“My, but your lap is hard,” he said. “And you are a good deal fatter ’an Belle, too!” He slid from the chair and came back to the middle of the room.
“Oh but I wisht he wasn’t dead!” he cried. The flood broke and Billy screamed in desperation.
Out of the night a soft, warm young figure flashed through the door and with a swoop caught him in her arms. She dropped into a chair, nestled him closely, drooped her fragrant brown head over his little bullet-eyed red one, and rocked softly while she crooned over him—
“Billy, boy, where
have you been?
Oh, I have been to seek
a wife,
She’s the joy
of my life,
But then she’s
a young thing and she can’t leave her mammy!”
Billy clung to her frantically. Elnora wiped his eyes, kissed his face, swayed and sang.
“Why aren’t you asleep?” she asked at last.
“I don’t know,” said Billy. “I tried. I tried awful hard cos I thought he wanted me to, but it ist wouldn’t come. Please tell her I tried.” He appealed to Margaret.
“He did try to go to sleep,” admitted Margaret.
“Maybe he can’t sleep in his clothes,” suggested Elnora. “Haven’t you an old dressing sacque? I could roll the sleeves.”

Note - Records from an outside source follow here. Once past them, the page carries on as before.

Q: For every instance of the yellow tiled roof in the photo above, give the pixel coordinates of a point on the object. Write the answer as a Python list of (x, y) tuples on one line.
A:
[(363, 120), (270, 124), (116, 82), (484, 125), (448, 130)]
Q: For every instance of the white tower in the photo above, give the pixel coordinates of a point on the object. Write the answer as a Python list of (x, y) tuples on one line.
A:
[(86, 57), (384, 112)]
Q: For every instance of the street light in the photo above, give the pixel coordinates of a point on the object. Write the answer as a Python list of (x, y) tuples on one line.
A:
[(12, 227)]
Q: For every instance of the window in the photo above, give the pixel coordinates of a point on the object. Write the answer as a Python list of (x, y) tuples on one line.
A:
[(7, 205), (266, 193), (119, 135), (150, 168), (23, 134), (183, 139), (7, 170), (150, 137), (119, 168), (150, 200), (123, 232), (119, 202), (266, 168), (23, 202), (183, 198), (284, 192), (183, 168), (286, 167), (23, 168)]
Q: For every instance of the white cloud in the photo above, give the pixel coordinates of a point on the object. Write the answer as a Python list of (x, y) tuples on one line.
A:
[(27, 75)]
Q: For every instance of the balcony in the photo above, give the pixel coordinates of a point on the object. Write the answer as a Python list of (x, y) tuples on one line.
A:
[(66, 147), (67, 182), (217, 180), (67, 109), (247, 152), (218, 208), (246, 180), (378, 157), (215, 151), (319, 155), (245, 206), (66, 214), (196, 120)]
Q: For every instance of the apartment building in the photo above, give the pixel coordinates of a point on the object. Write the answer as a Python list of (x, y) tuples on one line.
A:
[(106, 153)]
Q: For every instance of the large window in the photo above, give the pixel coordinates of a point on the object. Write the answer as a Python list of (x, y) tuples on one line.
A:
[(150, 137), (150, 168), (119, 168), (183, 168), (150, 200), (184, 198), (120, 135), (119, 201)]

Margaret got an old sacque, and Elnora put it on Billy. Then she brought a basin of water and bathed his face and head. She gathered him up and began to rock again.
“Have you got a pa?” asked Billy.
“No,” said Elnora.
“Is he dead like mine?”
“Yes.”
“Did it hurt him to die?”
“I don’t know.”
Billy was wide awake again. “It didn’t hurt my pa,” he boasted; “he ist died while he was asleep. He didn’t even know it was coming.”
“I am glad of that,” said Elnora, pressing the small head against her breast again.
Billy escaped her hand and sat up. “I guess I won’t go to sleep,” he said. “It might ‘come softly’ and get me.”
“It won’t get you, Billy,” said Elnora, rocking and singing between sentences. “It doesn’t get little boys. It just takes big people who are sick.”
“Was my pa sick?”
“Yes,” said Elnora. “He had a dreadful sickness inside him that burned, and made him drink things. That was why he would forget his little boys and girl. If he had been well, he would have gotten you good things to eat, clean clothes, and had the most fun with you.”
Billy leaned against her and closed his eyes, and Elnora rocked hopefully.
“If I was dead would you cry?” he was up again.
“Yes, I would,” said Elnora, gripping him closer until Billy almost squealed with the embrace.
“Do you love me tight as that?” he questioned blissfully.
“Yes, bushels and bushels,” said Elnora. “Better than any little boy in the whole world.”
Billy looked at Margaret. “She don’t!” he said. “She’d be glad if it would get me ‘softly,’ right now. She don’t want me here ’t all.”